"Cyrilla, I want you to tell the exact, honest truth. Is there any hope for a woman with a delicate throat to make a grand-opera career?"
Cyrilla paled, looked pleadingly at Mildred.
"Tell him," commanded Mildred.
"Very little," said Mrs. Brindley. "But—"
"Don't try to soften it," interrupted Mildred. "The truth, the plain truth."
"You've no right to draw me into this," cried Cyrilla indignantly, and she started to leave the room.
"I want him to know," said Mildred. "And he wants to know."
"I refuse to be drawn into it," Cyrilla said, and disappeared.
But Mildred saw that Stanley had been shaken. She proceeded to explain to him at length what a singer's career meant—the hardships, the drafts on health and strength, the absolute necessity of being reliable, of singing true, of not disappointing audiences—what a delicate throat meant—how delicate her throat was—how deficient she was in the kind of physical strength needed—muscular power with endurance back of it. When she finished he understood.

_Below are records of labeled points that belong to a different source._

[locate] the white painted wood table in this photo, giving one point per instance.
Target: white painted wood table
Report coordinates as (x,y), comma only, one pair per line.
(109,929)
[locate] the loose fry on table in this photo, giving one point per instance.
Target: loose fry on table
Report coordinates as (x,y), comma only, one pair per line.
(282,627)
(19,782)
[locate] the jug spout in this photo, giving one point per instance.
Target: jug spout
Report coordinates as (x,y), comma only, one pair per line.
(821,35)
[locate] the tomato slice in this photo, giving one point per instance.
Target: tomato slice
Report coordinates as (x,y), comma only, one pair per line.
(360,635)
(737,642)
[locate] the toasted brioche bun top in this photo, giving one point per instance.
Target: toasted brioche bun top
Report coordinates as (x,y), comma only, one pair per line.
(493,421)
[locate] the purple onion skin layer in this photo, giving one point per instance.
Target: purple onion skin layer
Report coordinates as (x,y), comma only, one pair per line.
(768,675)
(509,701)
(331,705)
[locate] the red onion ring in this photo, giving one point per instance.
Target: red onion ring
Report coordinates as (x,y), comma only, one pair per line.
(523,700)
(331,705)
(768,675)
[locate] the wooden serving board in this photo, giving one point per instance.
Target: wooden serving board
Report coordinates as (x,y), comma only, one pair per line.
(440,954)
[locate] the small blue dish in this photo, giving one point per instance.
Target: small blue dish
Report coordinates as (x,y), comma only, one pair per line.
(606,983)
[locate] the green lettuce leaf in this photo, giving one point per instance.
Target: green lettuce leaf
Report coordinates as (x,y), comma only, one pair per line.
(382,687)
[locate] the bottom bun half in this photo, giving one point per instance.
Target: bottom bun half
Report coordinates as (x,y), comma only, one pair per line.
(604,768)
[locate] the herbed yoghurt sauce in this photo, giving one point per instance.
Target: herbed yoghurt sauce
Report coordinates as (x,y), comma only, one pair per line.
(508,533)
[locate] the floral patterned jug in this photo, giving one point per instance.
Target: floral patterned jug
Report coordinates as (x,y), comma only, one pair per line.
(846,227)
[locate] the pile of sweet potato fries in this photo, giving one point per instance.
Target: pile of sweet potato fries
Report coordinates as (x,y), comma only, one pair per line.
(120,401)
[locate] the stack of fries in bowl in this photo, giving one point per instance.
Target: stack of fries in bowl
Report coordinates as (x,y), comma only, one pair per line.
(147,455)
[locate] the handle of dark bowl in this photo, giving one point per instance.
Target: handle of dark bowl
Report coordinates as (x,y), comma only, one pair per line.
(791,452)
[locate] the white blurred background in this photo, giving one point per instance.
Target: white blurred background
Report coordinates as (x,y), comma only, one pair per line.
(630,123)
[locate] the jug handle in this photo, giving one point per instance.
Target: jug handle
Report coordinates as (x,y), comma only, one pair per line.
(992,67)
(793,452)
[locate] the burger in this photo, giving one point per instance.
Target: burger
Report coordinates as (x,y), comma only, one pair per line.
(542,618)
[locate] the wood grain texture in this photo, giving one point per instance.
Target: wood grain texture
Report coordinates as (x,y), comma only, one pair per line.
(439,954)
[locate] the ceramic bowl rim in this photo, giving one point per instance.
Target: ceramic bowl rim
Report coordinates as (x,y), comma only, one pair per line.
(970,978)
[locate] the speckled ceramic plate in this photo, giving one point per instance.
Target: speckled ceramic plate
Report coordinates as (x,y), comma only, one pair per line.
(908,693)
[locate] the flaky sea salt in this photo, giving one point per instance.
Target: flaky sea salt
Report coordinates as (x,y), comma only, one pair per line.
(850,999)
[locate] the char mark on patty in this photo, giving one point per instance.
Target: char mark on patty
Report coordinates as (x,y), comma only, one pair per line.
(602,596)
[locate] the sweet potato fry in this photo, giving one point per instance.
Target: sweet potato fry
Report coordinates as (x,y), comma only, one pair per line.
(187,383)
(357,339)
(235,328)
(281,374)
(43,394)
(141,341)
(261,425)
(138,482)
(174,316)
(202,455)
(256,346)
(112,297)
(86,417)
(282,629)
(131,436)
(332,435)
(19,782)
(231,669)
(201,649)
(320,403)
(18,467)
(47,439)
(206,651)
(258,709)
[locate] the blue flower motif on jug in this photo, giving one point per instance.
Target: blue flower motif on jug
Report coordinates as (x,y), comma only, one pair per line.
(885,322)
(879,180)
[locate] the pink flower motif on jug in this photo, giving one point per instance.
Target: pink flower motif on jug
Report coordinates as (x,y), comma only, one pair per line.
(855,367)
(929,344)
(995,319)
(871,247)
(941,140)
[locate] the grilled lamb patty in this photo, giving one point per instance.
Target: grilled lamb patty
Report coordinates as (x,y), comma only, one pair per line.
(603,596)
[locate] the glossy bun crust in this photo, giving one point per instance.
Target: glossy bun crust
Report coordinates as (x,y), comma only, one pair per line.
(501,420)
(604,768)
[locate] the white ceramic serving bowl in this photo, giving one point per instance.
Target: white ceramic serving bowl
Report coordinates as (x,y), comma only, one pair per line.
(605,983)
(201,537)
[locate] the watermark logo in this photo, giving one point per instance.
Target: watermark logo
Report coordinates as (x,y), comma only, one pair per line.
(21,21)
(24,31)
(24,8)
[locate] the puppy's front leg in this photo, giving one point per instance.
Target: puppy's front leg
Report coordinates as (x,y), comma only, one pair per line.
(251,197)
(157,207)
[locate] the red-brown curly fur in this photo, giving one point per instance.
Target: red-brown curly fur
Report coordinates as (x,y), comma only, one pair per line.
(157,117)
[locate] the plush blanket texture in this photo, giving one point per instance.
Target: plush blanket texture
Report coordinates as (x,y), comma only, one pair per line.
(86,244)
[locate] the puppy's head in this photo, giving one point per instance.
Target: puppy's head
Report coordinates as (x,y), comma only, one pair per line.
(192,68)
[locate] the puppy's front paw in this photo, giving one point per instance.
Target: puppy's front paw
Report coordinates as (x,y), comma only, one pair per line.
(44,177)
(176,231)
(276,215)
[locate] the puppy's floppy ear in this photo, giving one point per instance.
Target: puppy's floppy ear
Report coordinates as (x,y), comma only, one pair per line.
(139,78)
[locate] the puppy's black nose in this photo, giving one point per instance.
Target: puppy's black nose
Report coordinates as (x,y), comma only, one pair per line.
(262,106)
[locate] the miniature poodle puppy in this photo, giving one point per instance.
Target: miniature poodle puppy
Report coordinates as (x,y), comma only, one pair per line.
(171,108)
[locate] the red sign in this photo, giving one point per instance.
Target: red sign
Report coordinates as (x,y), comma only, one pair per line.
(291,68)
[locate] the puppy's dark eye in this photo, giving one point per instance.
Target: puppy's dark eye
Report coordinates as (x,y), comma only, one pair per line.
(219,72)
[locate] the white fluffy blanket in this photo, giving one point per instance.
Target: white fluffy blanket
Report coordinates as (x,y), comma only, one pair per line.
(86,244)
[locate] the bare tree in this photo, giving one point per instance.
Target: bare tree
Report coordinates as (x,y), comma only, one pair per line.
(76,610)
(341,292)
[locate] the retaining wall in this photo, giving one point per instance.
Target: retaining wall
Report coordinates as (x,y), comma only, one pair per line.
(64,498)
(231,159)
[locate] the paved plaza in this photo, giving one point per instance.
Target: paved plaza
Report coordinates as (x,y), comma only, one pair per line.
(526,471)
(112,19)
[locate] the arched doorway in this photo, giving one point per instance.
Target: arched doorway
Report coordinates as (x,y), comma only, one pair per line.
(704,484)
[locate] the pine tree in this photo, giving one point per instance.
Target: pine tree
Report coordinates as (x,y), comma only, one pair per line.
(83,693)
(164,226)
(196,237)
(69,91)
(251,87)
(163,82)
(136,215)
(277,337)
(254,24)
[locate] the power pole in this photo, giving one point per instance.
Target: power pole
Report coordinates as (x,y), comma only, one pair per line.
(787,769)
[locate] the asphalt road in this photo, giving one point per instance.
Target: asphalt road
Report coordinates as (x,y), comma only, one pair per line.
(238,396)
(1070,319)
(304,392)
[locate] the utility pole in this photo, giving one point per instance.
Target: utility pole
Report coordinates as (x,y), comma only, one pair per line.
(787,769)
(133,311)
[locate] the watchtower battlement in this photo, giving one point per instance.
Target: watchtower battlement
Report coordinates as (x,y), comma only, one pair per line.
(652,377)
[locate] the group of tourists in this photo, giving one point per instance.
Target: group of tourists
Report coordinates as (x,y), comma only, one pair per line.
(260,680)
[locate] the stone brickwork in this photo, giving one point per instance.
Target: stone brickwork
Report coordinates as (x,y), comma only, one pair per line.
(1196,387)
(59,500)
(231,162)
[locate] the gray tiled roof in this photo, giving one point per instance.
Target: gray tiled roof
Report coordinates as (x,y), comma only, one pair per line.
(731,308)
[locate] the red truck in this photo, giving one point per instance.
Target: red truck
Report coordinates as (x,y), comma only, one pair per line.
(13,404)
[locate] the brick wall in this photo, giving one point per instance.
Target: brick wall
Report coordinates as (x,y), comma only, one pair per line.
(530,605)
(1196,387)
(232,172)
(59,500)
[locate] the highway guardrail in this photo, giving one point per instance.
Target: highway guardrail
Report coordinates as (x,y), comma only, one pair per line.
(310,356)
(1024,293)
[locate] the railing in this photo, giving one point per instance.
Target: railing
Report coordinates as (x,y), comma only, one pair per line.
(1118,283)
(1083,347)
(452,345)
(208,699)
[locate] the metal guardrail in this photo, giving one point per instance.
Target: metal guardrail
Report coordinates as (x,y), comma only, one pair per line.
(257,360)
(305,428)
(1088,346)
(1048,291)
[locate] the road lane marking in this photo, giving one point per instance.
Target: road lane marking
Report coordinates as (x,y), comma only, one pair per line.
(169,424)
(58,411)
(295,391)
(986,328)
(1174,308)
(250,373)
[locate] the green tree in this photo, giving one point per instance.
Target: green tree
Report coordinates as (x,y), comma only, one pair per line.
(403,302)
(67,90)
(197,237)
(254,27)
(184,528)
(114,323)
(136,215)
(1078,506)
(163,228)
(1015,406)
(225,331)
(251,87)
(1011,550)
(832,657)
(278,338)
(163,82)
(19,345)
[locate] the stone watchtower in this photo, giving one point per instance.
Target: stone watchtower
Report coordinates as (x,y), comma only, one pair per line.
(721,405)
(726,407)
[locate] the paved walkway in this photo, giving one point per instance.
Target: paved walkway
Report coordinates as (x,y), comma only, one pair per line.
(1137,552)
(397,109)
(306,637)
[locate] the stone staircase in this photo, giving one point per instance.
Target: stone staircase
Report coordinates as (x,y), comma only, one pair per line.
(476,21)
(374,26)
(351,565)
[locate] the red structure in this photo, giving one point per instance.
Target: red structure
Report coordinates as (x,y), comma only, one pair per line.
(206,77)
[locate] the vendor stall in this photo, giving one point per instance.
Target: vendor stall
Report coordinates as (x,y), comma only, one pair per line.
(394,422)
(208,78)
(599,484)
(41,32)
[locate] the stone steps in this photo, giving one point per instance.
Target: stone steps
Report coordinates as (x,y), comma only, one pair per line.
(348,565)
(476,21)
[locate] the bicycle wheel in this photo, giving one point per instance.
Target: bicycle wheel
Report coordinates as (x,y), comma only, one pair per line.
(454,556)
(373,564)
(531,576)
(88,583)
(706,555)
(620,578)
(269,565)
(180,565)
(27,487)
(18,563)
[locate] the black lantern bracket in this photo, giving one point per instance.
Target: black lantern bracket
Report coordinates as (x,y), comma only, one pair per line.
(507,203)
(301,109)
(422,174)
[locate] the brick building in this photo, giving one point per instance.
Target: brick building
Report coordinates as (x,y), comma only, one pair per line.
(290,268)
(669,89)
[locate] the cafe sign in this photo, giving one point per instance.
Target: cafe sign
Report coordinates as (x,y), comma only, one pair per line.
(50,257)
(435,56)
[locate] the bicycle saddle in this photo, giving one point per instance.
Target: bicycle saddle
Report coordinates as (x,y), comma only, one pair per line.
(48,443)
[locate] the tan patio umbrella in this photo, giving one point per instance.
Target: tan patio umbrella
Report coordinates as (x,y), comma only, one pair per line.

"I'd always thought of it as an art," he said ruefully. "Why, it's mostly health and muscles and things that have nothing to do with music." He was dazed and offended by this uncovering of the mechanism of the art—by the discovery of the coarse and painful toil, the grossly physical basis, of what had seemed to him all idealism. He had been full of the delusions of spontaneity and inspiration, like all laymen, and all artists, too, except those of the higher ranks—those who have fought their way up to the heights and, so, have learned that one does not achieve them by being caught up to them gloriously in a fiery cloud, but by doggedly and dirtily and sweatily toiling over every inch of the cruel climb.